Ah, yes, the no-huddle attack; it's been talked about and debated over since forever......mainly by Ben Roethlisberger, the quarterback in-charge of getting the Steelers back to the playoffs.

Will the Steelers ever truly use it? Will offensive coordinator Todd Haley place his rather sizable ego to the side (nothing against him because I hope he has a big ego considering the importance of his job description) and allow his very successful quarterback to utilize a formation and a philosophy he seems to really enjoy?

The answer is yes--at least it was a year ago when the Steelers ratcheted up the no-huddle over the course of the second half and averaged 28 points a week, won six of eight games down the stretch and barely missed the playoffs, after averaging less than 20 points a game in the first half on the way to a 2-6 start.

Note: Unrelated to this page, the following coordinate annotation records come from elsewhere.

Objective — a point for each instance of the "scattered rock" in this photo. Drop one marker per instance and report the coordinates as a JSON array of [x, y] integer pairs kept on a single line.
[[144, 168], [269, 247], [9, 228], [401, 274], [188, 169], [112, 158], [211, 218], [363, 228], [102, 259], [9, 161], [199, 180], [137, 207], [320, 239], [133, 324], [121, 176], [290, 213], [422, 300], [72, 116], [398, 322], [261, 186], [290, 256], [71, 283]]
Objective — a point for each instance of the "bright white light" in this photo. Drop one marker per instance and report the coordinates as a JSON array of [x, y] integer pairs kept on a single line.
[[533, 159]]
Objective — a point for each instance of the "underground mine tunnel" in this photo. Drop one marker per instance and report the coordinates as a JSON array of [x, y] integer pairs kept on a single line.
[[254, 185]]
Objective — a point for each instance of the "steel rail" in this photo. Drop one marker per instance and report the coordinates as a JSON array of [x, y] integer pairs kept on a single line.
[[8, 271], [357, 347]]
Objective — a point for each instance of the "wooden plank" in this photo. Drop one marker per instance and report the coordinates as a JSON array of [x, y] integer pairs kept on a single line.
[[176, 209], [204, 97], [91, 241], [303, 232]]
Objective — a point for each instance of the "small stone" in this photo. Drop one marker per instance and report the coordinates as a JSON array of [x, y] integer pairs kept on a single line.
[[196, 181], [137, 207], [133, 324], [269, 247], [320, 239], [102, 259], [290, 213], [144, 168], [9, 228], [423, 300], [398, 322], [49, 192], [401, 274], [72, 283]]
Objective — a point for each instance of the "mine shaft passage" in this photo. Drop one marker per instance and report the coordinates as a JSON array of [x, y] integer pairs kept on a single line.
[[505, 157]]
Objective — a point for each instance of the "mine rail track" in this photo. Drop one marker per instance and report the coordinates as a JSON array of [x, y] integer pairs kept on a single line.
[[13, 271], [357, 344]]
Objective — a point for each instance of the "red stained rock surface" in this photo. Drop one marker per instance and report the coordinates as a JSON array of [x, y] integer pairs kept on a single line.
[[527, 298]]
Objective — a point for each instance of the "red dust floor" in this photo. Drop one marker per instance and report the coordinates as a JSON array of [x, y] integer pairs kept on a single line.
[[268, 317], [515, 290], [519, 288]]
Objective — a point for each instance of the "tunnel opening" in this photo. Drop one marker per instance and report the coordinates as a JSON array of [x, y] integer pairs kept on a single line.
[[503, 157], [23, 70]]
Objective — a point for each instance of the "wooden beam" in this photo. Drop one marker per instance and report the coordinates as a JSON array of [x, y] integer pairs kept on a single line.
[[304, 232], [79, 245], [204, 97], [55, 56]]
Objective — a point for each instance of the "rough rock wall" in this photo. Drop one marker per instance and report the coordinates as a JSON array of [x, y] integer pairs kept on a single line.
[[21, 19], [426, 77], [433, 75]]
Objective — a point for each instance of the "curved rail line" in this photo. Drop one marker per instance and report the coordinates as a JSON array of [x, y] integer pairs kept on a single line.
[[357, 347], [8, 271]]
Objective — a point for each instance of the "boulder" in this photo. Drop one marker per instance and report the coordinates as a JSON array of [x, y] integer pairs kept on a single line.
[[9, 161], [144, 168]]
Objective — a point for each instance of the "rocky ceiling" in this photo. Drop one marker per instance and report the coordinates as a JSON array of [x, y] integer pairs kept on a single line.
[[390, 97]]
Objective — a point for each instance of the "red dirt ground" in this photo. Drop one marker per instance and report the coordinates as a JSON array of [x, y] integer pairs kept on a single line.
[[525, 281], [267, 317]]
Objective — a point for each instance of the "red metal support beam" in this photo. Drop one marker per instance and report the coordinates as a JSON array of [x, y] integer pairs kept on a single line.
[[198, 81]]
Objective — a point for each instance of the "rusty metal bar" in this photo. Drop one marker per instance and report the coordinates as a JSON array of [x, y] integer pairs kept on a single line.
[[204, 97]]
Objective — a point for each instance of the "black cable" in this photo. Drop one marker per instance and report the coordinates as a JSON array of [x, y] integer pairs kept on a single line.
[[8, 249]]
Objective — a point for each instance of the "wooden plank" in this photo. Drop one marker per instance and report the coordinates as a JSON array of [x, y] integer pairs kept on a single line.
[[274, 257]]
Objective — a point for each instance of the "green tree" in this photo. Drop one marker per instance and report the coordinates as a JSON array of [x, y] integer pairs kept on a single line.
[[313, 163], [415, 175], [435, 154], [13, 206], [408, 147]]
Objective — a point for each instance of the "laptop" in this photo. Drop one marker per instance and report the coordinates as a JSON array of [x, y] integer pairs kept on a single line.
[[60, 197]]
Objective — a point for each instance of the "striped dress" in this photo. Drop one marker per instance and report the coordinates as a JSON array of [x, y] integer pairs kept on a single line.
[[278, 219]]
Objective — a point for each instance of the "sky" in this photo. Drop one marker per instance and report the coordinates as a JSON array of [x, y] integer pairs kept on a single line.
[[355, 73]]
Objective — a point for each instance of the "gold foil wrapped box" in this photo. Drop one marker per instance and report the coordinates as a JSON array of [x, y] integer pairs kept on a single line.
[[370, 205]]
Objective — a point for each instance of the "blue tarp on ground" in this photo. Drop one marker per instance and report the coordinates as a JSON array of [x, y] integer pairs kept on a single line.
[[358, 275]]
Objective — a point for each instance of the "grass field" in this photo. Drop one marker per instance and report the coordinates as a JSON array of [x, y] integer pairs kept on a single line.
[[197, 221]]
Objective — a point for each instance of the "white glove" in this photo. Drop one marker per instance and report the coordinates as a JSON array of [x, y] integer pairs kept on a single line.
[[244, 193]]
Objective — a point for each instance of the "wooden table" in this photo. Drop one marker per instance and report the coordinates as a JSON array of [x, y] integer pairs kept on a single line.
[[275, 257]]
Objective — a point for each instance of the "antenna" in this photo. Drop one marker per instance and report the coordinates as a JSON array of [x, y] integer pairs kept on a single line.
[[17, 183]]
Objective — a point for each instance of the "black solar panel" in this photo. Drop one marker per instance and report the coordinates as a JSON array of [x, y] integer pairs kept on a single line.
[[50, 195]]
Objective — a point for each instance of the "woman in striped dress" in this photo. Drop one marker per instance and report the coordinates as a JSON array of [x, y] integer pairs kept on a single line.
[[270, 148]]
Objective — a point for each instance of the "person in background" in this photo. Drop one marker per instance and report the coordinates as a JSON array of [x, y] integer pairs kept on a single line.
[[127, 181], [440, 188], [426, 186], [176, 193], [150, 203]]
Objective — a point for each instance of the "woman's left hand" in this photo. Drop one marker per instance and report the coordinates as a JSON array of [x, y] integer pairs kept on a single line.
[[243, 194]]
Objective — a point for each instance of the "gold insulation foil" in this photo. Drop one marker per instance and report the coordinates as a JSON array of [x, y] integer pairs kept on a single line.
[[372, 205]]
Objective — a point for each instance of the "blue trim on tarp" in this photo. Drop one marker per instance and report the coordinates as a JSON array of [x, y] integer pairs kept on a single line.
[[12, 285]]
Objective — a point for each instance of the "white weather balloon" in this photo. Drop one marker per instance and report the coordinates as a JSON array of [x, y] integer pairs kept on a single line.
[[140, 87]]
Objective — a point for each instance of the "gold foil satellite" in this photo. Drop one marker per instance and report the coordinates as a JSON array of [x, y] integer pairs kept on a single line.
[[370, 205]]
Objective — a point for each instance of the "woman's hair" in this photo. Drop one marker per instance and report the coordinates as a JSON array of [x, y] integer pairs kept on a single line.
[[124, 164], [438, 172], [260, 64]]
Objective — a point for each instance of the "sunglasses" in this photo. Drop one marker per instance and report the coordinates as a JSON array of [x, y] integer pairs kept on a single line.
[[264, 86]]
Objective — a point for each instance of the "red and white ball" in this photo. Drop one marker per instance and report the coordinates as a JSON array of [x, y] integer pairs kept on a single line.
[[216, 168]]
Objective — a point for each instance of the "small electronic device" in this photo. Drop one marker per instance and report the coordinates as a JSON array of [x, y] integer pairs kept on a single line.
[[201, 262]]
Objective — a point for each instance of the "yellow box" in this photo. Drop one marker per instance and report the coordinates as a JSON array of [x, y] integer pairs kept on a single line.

Unfortunately, two receiving components--Emmanuel Sanders and Jerricho Cotchery--left in the offseason via free agency, and the vacuum was filled by veteran Lance Moore and the untapped potential of Markus Wheaton. These developments created doubt as to whether or not it would be a good idea to continue the no-huddle theme in 2014.

Thanks to OTAs, training camp and--if the start to Saturday night's game against the Bills at Heinz Field was any indication--the preseason, it's safe to say the answer is yes, the Steelers will be utilizing the no-huddle quite extensively again this season.

And why not?

The quarterback loves it. And if you don't believe me, just look at his stats from the 19-16 victory over Buffalo:

Roethlisberger connected on eight of 11 passes for 128 yards and two touchdowns in barely over a quarter of action. Not only that, he was precise, he was efficient, and he didn't seem to be running for his life out there. In other words, No. 7 looked like an accomplished quarterback, who appeared to be confident in a formation he's been wanting to utilize for quite some time, and he knew how to execute it.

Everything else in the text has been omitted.